Banking Systems

From requirements to go-live: where the main functional risks are created

Zakariae BoukheffaFounder · Fintech Solutions Consulting6 min read

Production incidents are often blamed on the code. Yet, tracing the chain back, the cause frequently sits upstream: an ambiguous requirement, an implicit rule, an edge case never stated. Functional risk is created early and paid for late.

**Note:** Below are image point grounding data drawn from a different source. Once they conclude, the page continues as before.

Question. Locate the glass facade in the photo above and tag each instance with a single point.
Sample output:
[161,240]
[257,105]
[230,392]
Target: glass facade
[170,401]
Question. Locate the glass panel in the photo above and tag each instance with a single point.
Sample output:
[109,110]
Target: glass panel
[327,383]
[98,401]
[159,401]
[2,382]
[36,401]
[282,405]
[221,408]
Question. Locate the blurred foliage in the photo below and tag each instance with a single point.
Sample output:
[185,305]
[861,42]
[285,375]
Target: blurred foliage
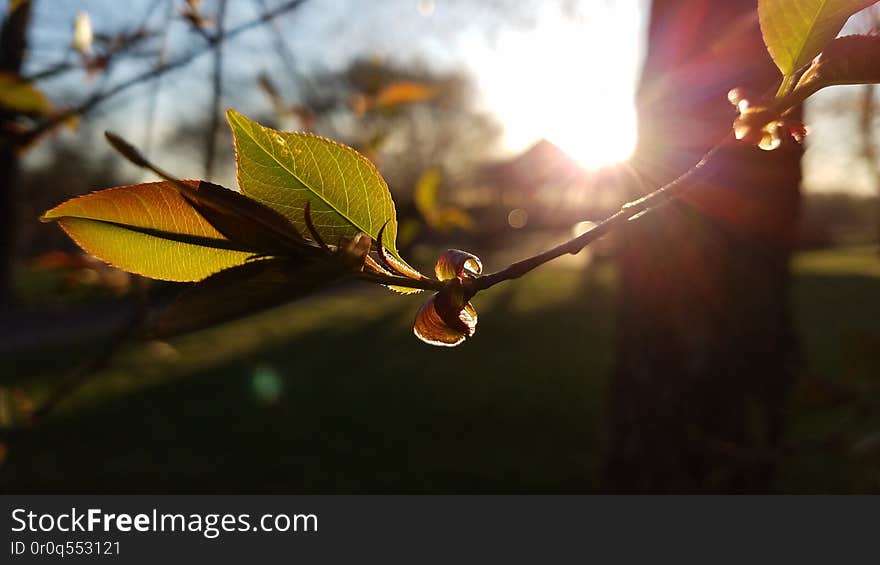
[265,413]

The ambiguity of requirements

A requirement written in business language often leaves room for several technical interpretations. Each unresolved interpretation becomes a silent assumption — and a potential defect. Naming these gray areas explicitly at scoping costs a few hours; discovering them during acceptance costs weeks.

Implicit rules

In banking, many rules “go without saying” for business experts and remain invisible in specifications. These are the ones that resurface at the worst moment. The analyst’s job is precisely to make explicit what is taken for granted.

Forgotten edge cases

Exotic currencies, accounting cut-offs, cancelled-then-replayed operations: edge cases are rarely described, often poorly tested, and almost always behind the most visible incidents. Anticipating them at functional design is more efficient than fixing them afterwards.

Continuity as a safeguard

The best antidote to functional risk is continuity: the same requirement scoped, specified, tested and validated by an unbroken chain of responsibility. That is exactly what an organisation loses when it multiplies intermediaries between business and delivery.